I had my appointment with my therapist today. It was really good. I feel like I have taken a big turn in my life. I realize that I have been very hard on myself. I have been a black and white person....either all on or all off. I am trying to understand that it is okay to be in the middle. A little of this and a little of that. Meaning, I don't have to do it all. I can clean some, but it is okay to leave some for tomorrow. I need to enjoy today and play with me kids, but not over due it either. I have been trying to make sure my boys know that I love them and that I want to be with them. Nancy says that I am sheltering them a bit too much. I don't want anything to hurt them or their feelings. So, as moms, we all try to shelter our kids. I guess I am just doing it a little too much.

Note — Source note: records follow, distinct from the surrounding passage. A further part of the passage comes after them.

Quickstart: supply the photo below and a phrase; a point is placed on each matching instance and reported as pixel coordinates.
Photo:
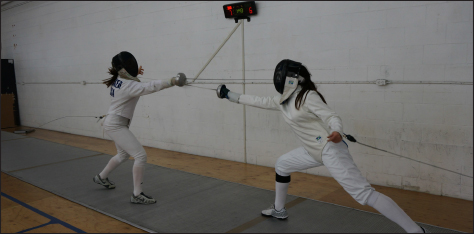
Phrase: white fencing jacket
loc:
(312, 123)
(124, 95)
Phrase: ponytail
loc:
(112, 79)
(307, 86)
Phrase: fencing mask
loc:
(286, 78)
(125, 60)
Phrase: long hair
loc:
(307, 86)
(122, 60)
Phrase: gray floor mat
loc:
(319, 217)
(30, 152)
(185, 202)
(6, 136)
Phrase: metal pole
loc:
(243, 92)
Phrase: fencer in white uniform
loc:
(125, 91)
(320, 131)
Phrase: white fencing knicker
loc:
(116, 127)
(338, 161)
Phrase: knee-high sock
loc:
(392, 211)
(281, 189)
(114, 162)
(137, 179)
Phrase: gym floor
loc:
(26, 208)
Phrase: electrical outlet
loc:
(381, 82)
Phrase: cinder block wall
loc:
(338, 41)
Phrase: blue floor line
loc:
(53, 219)
(42, 225)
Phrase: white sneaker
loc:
(281, 214)
(142, 199)
(104, 182)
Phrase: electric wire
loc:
(352, 139)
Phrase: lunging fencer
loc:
(125, 90)
(320, 130)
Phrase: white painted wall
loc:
(338, 41)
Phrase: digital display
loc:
(240, 9)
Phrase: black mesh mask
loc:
(125, 60)
(283, 69)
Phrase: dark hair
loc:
(307, 85)
(122, 60)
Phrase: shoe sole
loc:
(274, 216)
(143, 203)
(107, 186)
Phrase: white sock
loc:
(137, 179)
(113, 163)
(392, 211)
(281, 189)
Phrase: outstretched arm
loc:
(140, 89)
(329, 117)
(251, 100)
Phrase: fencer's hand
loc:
(335, 137)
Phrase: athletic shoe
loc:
(424, 230)
(104, 182)
(282, 214)
(142, 199)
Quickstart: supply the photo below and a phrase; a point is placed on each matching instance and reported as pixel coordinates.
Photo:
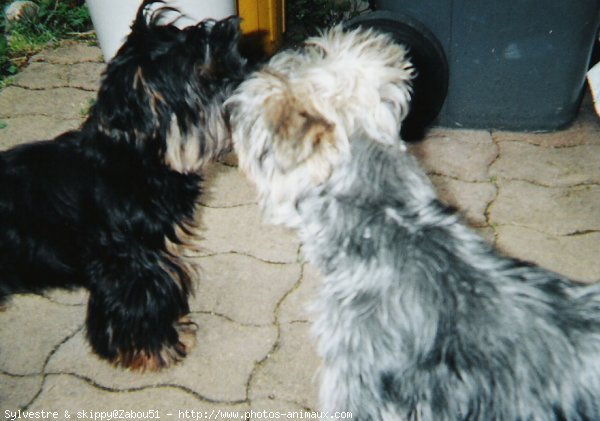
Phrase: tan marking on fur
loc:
(300, 136)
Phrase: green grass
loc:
(55, 21)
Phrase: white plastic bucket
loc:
(112, 18)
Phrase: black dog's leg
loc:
(137, 312)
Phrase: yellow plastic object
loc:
(264, 17)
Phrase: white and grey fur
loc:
(419, 318)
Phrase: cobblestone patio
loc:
(536, 195)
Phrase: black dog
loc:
(112, 206)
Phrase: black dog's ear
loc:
(225, 60)
(225, 35)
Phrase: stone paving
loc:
(536, 195)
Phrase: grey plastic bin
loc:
(517, 65)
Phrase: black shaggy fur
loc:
(105, 207)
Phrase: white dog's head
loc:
(292, 119)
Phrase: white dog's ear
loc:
(299, 135)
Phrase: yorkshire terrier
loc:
(111, 206)
(419, 318)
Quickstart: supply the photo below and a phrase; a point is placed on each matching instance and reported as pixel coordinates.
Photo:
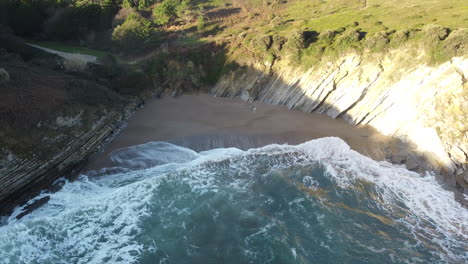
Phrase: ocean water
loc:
(317, 202)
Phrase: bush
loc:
(349, 40)
(75, 23)
(327, 37)
(400, 37)
(456, 44)
(294, 45)
(378, 42)
(434, 33)
(169, 10)
(121, 16)
(200, 23)
(262, 42)
(135, 34)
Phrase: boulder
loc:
(4, 76)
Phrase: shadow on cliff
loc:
(259, 85)
(208, 64)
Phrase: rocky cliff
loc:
(396, 92)
(51, 122)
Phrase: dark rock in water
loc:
(399, 158)
(4, 76)
(412, 165)
(31, 207)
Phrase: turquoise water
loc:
(318, 202)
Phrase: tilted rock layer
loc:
(397, 93)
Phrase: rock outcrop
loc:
(397, 93)
(23, 177)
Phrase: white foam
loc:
(97, 219)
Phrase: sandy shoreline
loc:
(203, 122)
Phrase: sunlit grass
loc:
(58, 46)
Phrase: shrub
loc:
(121, 16)
(169, 10)
(200, 23)
(378, 41)
(278, 42)
(456, 44)
(262, 42)
(294, 45)
(327, 37)
(349, 39)
(135, 34)
(434, 33)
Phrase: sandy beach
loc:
(202, 122)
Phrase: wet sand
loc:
(202, 122)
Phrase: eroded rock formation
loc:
(397, 93)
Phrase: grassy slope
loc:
(278, 17)
(70, 49)
(377, 15)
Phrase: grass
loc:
(70, 49)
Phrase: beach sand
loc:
(202, 122)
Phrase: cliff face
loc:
(51, 122)
(397, 93)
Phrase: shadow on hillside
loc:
(258, 85)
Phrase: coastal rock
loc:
(4, 76)
(423, 105)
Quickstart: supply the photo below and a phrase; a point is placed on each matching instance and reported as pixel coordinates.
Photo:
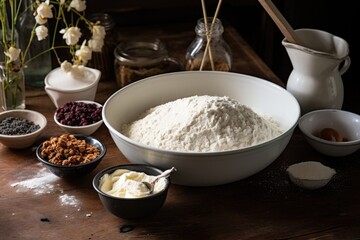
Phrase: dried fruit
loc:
(78, 113)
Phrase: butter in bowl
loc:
(122, 192)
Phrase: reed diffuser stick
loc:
(208, 37)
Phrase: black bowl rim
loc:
(96, 179)
(80, 136)
(36, 132)
(101, 121)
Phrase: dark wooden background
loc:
(251, 21)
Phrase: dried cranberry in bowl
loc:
(78, 113)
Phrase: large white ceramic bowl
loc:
(203, 169)
(62, 87)
(347, 124)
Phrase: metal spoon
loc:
(151, 185)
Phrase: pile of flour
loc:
(201, 124)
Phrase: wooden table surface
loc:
(34, 204)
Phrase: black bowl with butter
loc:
(132, 208)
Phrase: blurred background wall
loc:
(252, 22)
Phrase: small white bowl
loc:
(25, 140)
(83, 130)
(310, 175)
(345, 123)
(63, 87)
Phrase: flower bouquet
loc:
(68, 17)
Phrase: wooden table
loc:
(34, 204)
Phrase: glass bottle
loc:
(40, 65)
(103, 60)
(140, 58)
(218, 56)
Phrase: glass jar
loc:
(218, 56)
(38, 58)
(103, 60)
(138, 59)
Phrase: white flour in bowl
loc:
(201, 124)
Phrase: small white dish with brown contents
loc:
(332, 132)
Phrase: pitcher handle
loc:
(345, 66)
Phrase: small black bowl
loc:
(132, 208)
(74, 171)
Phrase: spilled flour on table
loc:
(43, 182)
(69, 200)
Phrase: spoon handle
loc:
(166, 173)
(280, 21)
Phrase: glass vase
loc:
(12, 88)
(209, 51)
(38, 58)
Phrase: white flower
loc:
(71, 35)
(84, 53)
(40, 20)
(79, 5)
(66, 66)
(13, 54)
(44, 10)
(41, 32)
(77, 71)
(96, 44)
(98, 32)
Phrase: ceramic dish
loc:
(207, 168)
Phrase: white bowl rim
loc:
(94, 83)
(80, 127)
(112, 169)
(222, 153)
(323, 141)
(28, 134)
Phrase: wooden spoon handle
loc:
(280, 21)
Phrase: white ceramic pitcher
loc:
(318, 64)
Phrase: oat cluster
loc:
(67, 150)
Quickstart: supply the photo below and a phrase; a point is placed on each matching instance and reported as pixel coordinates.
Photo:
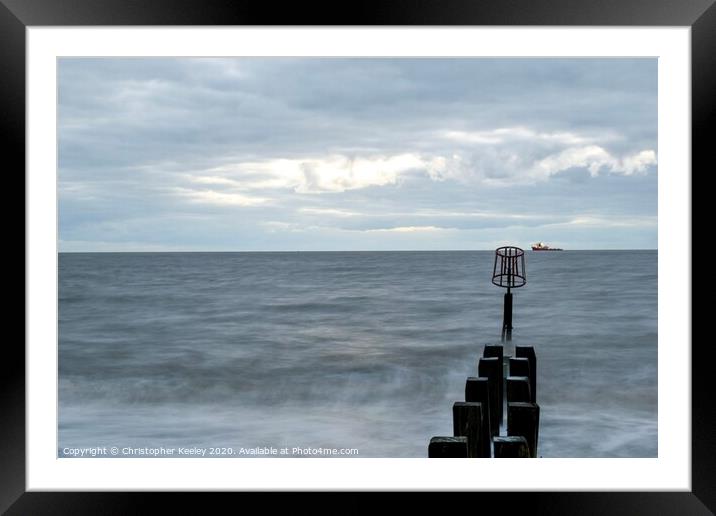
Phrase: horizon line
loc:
(352, 251)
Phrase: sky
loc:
(328, 154)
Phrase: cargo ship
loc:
(539, 246)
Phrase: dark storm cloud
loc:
(274, 153)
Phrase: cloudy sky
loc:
(273, 154)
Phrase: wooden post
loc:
(528, 352)
(523, 419)
(447, 447)
(489, 368)
(520, 367)
(518, 389)
(467, 421)
(478, 390)
(496, 350)
(511, 447)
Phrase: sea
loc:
(302, 354)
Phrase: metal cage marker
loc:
(509, 272)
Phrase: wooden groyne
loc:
(490, 398)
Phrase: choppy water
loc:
(348, 350)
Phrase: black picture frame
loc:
(17, 15)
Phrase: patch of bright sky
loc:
(264, 154)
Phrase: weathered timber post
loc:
(511, 447)
(497, 351)
(490, 368)
(467, 421)
(523, 419)
(518, 389)
(447, 447)
(520, 367)
(478, 390)
(528, 352)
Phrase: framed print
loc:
(267, 251)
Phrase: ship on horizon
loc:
(541, 246)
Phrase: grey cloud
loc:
(136, 134)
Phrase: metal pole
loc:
(507, 317)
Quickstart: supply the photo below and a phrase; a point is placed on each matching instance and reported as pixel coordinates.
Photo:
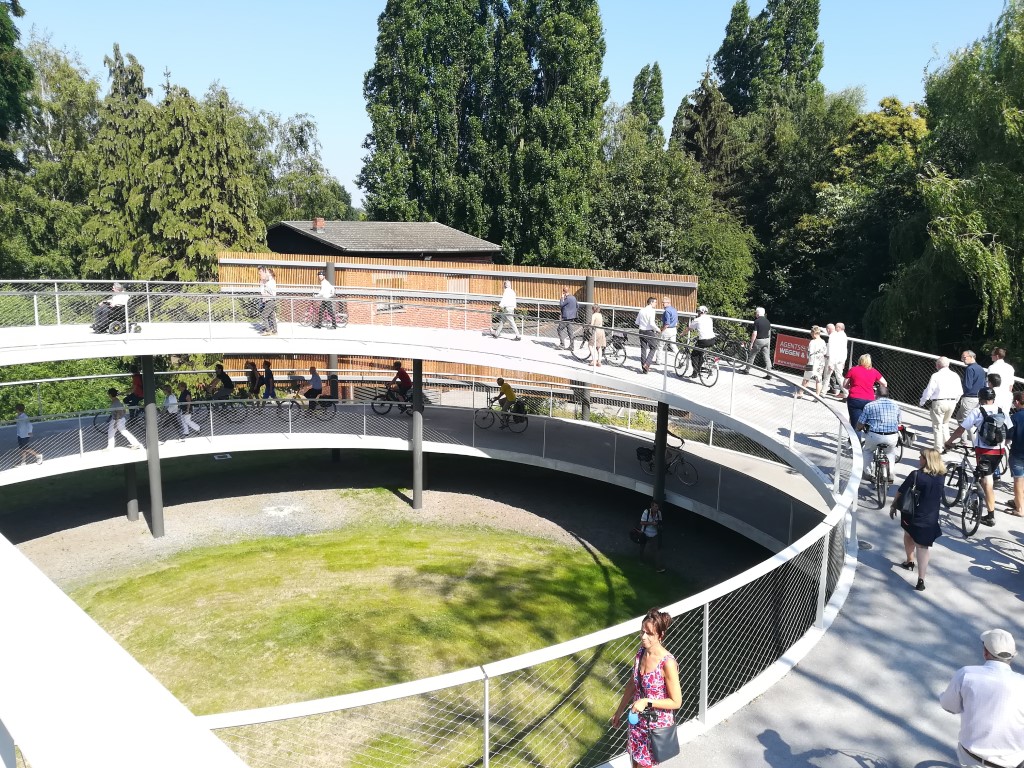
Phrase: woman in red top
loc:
(860, 381)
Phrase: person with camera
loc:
(990, 427)
(652, 693)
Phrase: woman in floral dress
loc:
(654, 684)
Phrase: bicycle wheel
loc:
(683, 363)
(709, 371)
(971, 514)
(881, 484)
(952, 485)
(517, 423)
(580, 346)
(685, 472)
(614, 354)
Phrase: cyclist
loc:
(705, 327)
(506, 396)
(223, 383)
(400, 383)
(881, 420)
(986, 453)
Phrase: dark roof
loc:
(392, 237)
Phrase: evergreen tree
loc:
(648, 99)
(15, 81)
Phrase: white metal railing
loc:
(726, 639)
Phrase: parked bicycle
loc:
(386, 399)
(515, 420)
(614, 349)
(675, 462)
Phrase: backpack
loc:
(993, 431)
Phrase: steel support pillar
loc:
(153, 448)
(417, 434)
(660, 441)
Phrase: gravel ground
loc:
(76, 531)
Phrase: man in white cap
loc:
(989, 699)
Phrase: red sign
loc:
(791, 351)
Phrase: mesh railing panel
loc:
(442, 728)
(752, 627)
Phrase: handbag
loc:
(908, 504)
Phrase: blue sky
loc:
(309, 56)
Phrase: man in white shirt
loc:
(1006, 372)
(647, 323)
(705, 328)
(836, 366)
(506, 309)
(940, 397)
(989, 699)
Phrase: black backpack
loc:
(993, 431)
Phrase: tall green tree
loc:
(15, 81)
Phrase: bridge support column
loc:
(588, 298)
(153, 448)
(660, 441)
(417, 434)
(131, 492)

I have a disability that will eventually (hopefully a long time from now) keep me from doing a number of things. I want to do as much as I can now, but if I do that in the end, I will be seriously disabled quicker. So, I am trying to find a middle of the road place. I can do things, but in moderation. I can do this and I will figure out a middle ground for all of us. My kids are just going to have to realize that I am happy to play with them and I want to do things with him, but I cannot always be so physical. I can spend time with them and not always run around and be so active. What is wrong with sitting on the porch while they play in the yard? I am still there and still watching and still part of their lives. I can do that.....
It is a work in progress, but I don't have to be totally on or totally off.